We utilized the R package Seurat (v4.4.0)34 to convert that way matrix count for individual sample. Subsequently, we removed genes expressed in < 3 cells. Low-quality cells were eliminated using parameters as follows: Cells containing < 500 UMIs, or < 200 expressed genes, or > 20% mitochondrial content. Using LogNormalize, we confirmed equal quantities of total gene expression profile of individual cells, and the scale factor was adjusted to 10,000. Then, we employed the FindVariableFeatures function to identify the leading 2000 DEGs. We next used principal component analysis (PCA) to minimize dataset dimensionality, and the leading 30 PCs were chosen for UMAP. Finally, we utilized FindClusters function to recognize cell clusters. Batch effect correction utilized Seurat cca during 3 dataset integration. Cell identity annotations on individual clusters were designated according to the expressions of established canonical marker genes. Cell subclusters with comparable gene expression profiles were then designated as the same cell type. All aforemetioned analyses were conducted with the R package Seurat (v4.4.0).

DEGs identification and signaling network analysis

Highly expressed genes of each cell subcluster, as well as DEGs between LI+ or LI- cells and other cell types in each cell subset, were recognized via the “FindAllMarker” function in Seurat using parameters: |logFC|> 0.7 and only.pos = TRUE. DEGs or biomarker genes were selected using Wilcoxon Rank Sum test, based on a threshold value (p-value < 0.05). The clusterProfiler (4.6.2) R package was employed for GO and KEGG35,36,37 network enrichment analysis. Lastly, we verified TME components in CRC patients, using the R package GSVA (1.46.0), in combination with the ssGSEA algorithm, for quantification of the relative abundance of individual cellular invasion in the TCGA-COAD bulk sample.

OS analysis

RNA-seq and COAD patient clinical information were acquired from TCGA for evaluation of prognostic influence of genes. Individual gene expressions were determined via the log2 (FPKM+ 1) scale. Single factor Cox regression analysis was employed for DEGs analysis. Lastly, OS curves were fitted via the Kaplan–Meier formula in R survival package (v3.5-7).

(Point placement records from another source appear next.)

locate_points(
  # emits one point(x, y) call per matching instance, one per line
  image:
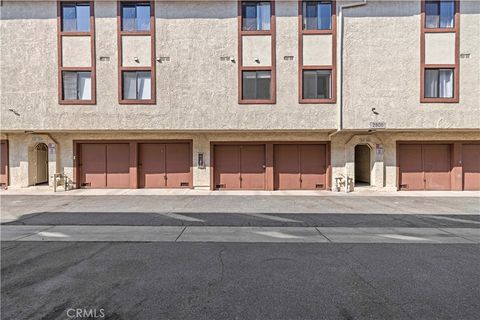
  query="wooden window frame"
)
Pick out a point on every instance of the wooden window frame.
point(92, 69)
point(332, 68)
point(271, 68)
point(121, 68)
point(455, 66)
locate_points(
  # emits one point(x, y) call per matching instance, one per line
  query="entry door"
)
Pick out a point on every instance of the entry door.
point(3, 163)
point(471, 166)
point(151, 165)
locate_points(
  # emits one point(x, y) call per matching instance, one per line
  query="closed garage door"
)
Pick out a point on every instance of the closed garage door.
point(105, 165)
point(471, 166)
point(239, 167)
point(300, 166)
point(425, 166)
point(163, 165)
point(4, 164)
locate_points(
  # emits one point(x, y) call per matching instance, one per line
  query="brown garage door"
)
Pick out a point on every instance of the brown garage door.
point(300, 166)
point(425, 166)
point(163, 165)
point(105, 165)
point(239, 167)
point(471, 166)
point(4, 164)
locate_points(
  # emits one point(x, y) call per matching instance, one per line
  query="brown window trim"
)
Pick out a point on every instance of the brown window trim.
point(271, 68)
point(333, 67)
point(455, 67)
point(92, 69)
point(121, 68)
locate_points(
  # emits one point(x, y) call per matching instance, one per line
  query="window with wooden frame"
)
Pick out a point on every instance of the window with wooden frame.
point(439, 74)
point(317, 29)
point(136, 77)
point(76, 52)
point(256, 78)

CRGs consensus clustering analysis

Our comparison of LI+ or LI− cells to all other cells in each cell subset yielded DEGs. We next conducted univariate Cox analysis on the newly identified DEGs to screen for prognostic-associated genes with p-value < 0.05. We discovered 73 prognosis-related genes. Using the ConsensusClusterPlus (1.62.0) R package, we clustered patients according to the profiles of 73 aforementioned genes in tumor tissues from the TCGA dataset. Next, we utilized the FactoMineR (2.9) package to conduct PCA analysis. To next assess the clinical performance of the invasive subtypes, we examined the associations between invasive subtypes and patient prognosis as well as other clinicopathological characteristics, namely, patient age, gender, stage, grade, and treatment response.

Cell–cell crosstalk

We assessed cell-to-cell crosstalk using CellChat (1.6.1). We utilized single cell gene expression matrix and corresponding cellular type to elucidate potential association strength between individual cell type. The cell-to-cell crosstalk was further evaluated using communication probability and p-value from the output file (p ≤ 0.01).

Gene set variation analysis (GSVA)

To estimate the distinct signaling network enrichment scores among the 3 distinct molecular subgroups, we conducted GSVA via GSVA (1.46.0) R package38. Gene sets were obtained from the MsigDB database.

Development the LI-related prognostic model

To construct a consensus prognosis model, we integrated 8 classical algorithms, random forest (RFS), LASSO COX, GBM, ridge regression, CoxBoost, Stepback Cox, Stepboth Cox, and elastic network (Enet), into 60 machine-learning algorithm combinations. We utilized the TCGA-COAD as the training cohort, and the GSE17536 and GSE17537 as the testing cohort. Finally, we calculated the mean AUC and C-index of each algorithm in the two testing cohorts, and picked the best consensus LIRS model based on the average.

Statistical analysis

All data analyses were performed on the R software. Categorical data were assessed using the chi-square test and continuous data were analyzed using the Wilcoxon rank sum test. P < 0.05 was adjusted as the significance threshold.